The village is the site of the first settlement in the town in 1799. It was incorporated in 1828.

==Geography==
Brownville is located in central Jefferson County at (44.005613, -75.983154). Its southern border is the Black River, which forms the border with the town of Hounsfield. The village is bordered to the east by the village of Glen Park.

According to the United States Census Bureau, the village of Brownville has a total area of 1.75 sqkm, of which 0.01 sqkm, or 0.56%, are water.

Brownville is on New York State Route 12E and County Route 53. NY-12E leads east 5 mi to Watertown and northwest 8 mi to Chaumont.

==Demographics==

As of the census of 2000, there were 1,022 people, 419 households, and 292 families residing in the village. The population density was 1,576.7 PD/sqmi. There were 447 housing units at an average density of 689.6 /sqmi. The racial makeup of the village was 98.04% White, 0.39% Black or African American, 0.29% Native American, 0.10% Asian, 0.10% Pacific Islander, 0.39% from other races, and 0.68% from two or more races. Hispanic or Latino of any race were 0.68% of the population.

There were 419 households, out of which 32.5% had children under the age of 18 living with them, 55.8% were married couples living together, 10.0% had a female householder with no husband present, and 30.3% were non-families. 26.5% of all households were made up of individuals, and 12.6% had someone living alone who was 65 years of age or older. The average household size was 2.44 and the average family size was 2.94.

In the village, the population was spread out, with 24.6% under the age of 18, 7.2% from 18 to 24, 25.6% from 25 to 44, 26.9% from 45 to 64, and 15.7% who were 65 years of age or older. The median age was 40 years. For every 100 females, there were 85.8 males. For every 100 females age 18 and over, there were 83.6 males.

The median income for a household in the village was $37,500, and the median income for a family was $44,881. Males had a median income of $35,294 versus $25,583 for females.
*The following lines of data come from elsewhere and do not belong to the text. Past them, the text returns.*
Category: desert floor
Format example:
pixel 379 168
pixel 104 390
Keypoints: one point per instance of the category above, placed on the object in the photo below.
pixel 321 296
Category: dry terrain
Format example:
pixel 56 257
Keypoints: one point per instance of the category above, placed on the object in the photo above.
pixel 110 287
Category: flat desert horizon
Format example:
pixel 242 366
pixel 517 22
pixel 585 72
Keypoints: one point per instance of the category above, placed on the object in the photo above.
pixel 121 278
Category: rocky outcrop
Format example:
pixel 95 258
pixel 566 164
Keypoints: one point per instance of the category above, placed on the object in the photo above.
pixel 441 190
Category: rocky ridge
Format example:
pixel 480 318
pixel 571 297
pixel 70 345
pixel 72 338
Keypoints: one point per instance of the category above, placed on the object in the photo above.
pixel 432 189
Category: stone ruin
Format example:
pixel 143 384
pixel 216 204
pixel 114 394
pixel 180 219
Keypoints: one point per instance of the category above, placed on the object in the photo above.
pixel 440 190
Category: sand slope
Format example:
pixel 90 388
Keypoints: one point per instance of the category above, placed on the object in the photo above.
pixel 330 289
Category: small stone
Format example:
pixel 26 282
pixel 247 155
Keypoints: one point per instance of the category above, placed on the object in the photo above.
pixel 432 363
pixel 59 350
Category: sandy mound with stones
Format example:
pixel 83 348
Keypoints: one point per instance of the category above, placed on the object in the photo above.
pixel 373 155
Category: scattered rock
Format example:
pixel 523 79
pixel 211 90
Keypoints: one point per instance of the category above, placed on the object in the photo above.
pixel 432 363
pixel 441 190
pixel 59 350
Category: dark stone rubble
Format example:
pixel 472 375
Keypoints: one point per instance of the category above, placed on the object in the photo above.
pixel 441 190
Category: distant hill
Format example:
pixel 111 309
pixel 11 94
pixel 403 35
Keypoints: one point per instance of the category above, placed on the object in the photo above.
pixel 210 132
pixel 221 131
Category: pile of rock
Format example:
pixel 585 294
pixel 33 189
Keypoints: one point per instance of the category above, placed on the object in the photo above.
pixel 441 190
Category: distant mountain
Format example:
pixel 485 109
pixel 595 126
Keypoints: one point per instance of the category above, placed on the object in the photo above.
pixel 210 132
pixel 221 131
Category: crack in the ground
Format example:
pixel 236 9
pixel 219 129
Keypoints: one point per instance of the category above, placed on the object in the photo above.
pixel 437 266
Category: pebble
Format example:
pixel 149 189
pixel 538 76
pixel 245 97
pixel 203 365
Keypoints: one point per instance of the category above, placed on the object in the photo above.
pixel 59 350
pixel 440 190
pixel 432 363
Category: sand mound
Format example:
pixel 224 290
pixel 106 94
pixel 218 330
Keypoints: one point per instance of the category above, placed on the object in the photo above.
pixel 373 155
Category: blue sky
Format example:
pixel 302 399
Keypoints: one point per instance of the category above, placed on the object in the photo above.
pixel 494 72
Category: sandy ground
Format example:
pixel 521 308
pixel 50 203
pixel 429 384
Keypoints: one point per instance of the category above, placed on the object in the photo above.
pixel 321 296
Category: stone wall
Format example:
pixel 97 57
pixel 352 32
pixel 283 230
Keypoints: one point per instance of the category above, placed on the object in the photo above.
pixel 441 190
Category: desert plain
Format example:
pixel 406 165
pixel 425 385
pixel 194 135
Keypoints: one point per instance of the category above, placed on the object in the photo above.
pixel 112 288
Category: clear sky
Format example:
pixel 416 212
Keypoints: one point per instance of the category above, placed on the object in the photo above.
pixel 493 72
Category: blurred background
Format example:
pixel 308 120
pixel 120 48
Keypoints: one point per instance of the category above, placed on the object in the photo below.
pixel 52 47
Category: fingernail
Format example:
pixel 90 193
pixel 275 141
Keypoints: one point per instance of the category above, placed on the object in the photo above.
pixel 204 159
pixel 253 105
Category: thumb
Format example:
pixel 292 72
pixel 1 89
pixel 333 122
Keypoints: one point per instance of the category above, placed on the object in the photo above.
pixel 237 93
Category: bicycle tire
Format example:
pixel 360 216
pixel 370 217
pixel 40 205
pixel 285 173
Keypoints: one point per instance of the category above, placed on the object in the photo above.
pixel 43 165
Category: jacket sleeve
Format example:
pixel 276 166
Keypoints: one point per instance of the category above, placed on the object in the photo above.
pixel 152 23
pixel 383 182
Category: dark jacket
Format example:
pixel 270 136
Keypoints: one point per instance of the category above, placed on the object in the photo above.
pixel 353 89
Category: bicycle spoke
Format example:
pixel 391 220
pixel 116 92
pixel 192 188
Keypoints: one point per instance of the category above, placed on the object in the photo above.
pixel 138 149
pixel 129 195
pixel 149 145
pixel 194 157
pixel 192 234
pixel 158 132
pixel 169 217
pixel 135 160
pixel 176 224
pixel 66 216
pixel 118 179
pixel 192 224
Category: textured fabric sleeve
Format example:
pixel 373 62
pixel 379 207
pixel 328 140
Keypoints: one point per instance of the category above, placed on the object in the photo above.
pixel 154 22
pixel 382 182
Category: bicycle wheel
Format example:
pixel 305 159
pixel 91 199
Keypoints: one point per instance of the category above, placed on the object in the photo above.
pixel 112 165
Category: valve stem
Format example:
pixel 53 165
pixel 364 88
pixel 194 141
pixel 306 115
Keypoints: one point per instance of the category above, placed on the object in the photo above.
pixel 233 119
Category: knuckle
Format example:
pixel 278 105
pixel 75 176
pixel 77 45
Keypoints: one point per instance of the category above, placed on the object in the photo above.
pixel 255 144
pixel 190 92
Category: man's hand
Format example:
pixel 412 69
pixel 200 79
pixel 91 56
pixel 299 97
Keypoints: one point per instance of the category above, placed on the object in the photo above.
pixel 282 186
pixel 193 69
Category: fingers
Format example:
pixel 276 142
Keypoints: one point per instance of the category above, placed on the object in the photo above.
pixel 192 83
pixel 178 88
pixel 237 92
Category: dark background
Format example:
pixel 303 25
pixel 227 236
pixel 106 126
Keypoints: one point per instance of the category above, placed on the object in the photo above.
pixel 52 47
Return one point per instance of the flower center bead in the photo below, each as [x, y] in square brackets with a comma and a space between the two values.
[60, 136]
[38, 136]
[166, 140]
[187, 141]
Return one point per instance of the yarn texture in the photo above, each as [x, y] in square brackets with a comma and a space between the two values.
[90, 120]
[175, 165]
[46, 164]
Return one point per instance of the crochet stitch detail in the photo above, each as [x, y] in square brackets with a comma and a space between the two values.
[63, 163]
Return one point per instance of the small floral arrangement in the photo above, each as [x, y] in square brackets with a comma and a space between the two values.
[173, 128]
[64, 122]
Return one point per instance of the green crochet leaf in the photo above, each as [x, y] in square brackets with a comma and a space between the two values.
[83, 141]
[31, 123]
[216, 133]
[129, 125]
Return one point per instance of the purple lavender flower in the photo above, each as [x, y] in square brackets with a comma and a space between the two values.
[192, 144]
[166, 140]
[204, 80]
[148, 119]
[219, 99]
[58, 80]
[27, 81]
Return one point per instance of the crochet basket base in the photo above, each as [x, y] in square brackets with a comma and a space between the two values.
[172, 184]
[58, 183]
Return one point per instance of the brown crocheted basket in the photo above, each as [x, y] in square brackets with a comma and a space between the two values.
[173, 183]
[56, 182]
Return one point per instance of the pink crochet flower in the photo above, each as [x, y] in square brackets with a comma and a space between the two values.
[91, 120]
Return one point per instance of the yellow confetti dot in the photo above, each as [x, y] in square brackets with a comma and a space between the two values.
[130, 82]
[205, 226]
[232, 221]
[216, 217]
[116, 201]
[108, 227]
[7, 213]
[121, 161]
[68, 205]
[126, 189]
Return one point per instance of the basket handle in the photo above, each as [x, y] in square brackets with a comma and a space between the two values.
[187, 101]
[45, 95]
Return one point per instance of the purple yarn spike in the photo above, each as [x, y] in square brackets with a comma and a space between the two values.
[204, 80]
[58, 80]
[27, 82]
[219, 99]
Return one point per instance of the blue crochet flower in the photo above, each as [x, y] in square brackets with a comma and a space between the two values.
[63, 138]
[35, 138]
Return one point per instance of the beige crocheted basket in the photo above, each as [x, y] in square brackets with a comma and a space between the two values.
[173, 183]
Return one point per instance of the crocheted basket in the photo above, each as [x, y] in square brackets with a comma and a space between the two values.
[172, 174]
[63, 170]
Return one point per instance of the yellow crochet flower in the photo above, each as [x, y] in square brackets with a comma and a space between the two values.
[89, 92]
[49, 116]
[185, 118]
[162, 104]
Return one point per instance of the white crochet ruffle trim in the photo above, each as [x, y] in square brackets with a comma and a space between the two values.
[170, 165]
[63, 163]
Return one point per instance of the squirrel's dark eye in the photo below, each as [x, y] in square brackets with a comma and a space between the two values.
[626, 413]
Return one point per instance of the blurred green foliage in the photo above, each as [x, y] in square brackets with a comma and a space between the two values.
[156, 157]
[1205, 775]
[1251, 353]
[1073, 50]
The per capita income for the village was $18,862. About 4.0% of families and 8.4% of the population were below the poverty line, including 10.3% of those under age 18 and 7.0% of those age 65 or over.

Historical population
| Census | Pop. | Note | %± |
| 1810 | 400 |  | — |
| 1840 | 1,000 |  | — |
| 1850 | 900 |  | −10.0% |
| 1860 | 621 |  | −31.0% |
| 1870 | 450 |  | −27.5% |
| 1880 | 409 |  | −9.1% |
| 1890 | 666 |  | 62.8% |
| 1900 | 767 |  | 15.2% |
| 1910 | 854 |  | 11.3% |
| 1920 | 976 |  | 14.3% |
| 1930 | 842 |  | −13.7% |
| 1940 | 907 |  | 7.7% |
| 1950 | 1,013 |  | 11.7% |
| 1960 | 1,082 |  | 6.8% |
| 1970 | 1,187 |  | 9.7% |
| 1980 | 1,099 |  | −7.4% |
| 1990 | 1,138 |  | 3.5% |
| 2000 | 1,022 |  | −10.2% |
| 2010 | 1,119 |  | 9.5% |
| 2020 | 930 |  | −16.9% |
U.S. Decennial Census

==Education==
The school district is General Brown Central School District.